As an ageing studies scholar, I specialise in using theatre to examine the experiences of those growing older in the UK. My research discovered that theatre activities with older people, such as storytelling, character development, and improvisation, sew a fertile ground for stories of ageism to emerge as participants share the stories that they want to tell. Participant recollections included beauty campaigns that fuel pressures to maintain a youthful, able-bodied and slim appearance, combined with tales of ‘Elderspeak’, where older people are spoken to like children.
Through interviews with older adults, I learnt that these ageist encounters can lead older people to experience feelings of shame. Shame is one of the most powerful, complex, and multifaceted emotions within the human psyche. Brene Brown describes shame as ‘… the intensely painful feeling or experience of believing we are flawed and therefore unworthy of acceptance and belonging’3. However, my research found that regular engagement with theatre exercises increases resilience against ageist-induced shame. Theatre workshops formed shame resilience by giving older adults a sense of authentic pride, connection, belonging, joy, laughter, and purpose – elements instrumental in lowering shame levels.
By 2030, 1 in 6 people worldwide will be over 65; by 2050, the number of people over 60 globally is expected to be 2.1 billion4. Advancements in life expectancy are a societal achievement. However, if ageism continues to go unquestioned, one must ask what our later life experiences will entail. I recommend that governments issue policies and laws to tackle age-based discrimination. Language must be revised, and terms such as ‘anti-ageing’, ‘over the hill’ or ‘past it’ to be deemed unacceptable. Unconscious ageism training within the workplace should be mandatory to unearth how ageism lives within our psyche.
Finally, art forms like theatre can be harnessed to raise awareness of ageism, call for societal change and act as a tool to reduce the shame that ageist encounters have created among many older people. Without these acts of intervention, I fear that the ageist accounts I have heard will one day become mine and you, the reader’s story, as well.
Sources
Butler R. N. (1969). Age-ism: another form of bigotry. The Gerontologist, 9(4), 243–246. https://doi.org/10.1093/geront/9.4_part_1.243
The World Health Organisation. (n.d). Ageism. https://www.who.int/health-topics/ageism#tab=tab_1
Brown, B (2007). I Thought It Was Just Me (but it isn’t): Making the Journey from “What Will People Think?” to “I Am Enough”, Avery.

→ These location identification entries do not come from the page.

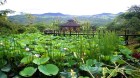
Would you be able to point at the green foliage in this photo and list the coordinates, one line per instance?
(48, 69)
(46, 55)
(41, 60)
(129, 20)
(3, 75)
(28, 71)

The World Health Organisation (2022, October 1). Ageing and Health. https://www.who.int/news-room/fact-sheets/detail/ageing-and-health
Dr Georgia Bowers
Programme Leader: Applied and Contemporary Theatre, Centre of Excellence on Ageing Fellow, Univeristy of Surrey
Dr Georgia Bowers is one of the UK’s leading Creative Ageing practitioners and has been creating theatre with older adults for over a decade. Her research and theatre practice examines how theatre with older adults can lobby for older people’s rights and has been shared and celebrated across Europe and North America. She is a Lecturer and Programme Leader for the BA (Hons) Applied and Contemporary Theatre degree at the Guildford School of Acting, University of Surrey. Georgia is also a fellow of the Centre of Excellence on Ageing and is a Trustee of the London Bubble Theatre Company.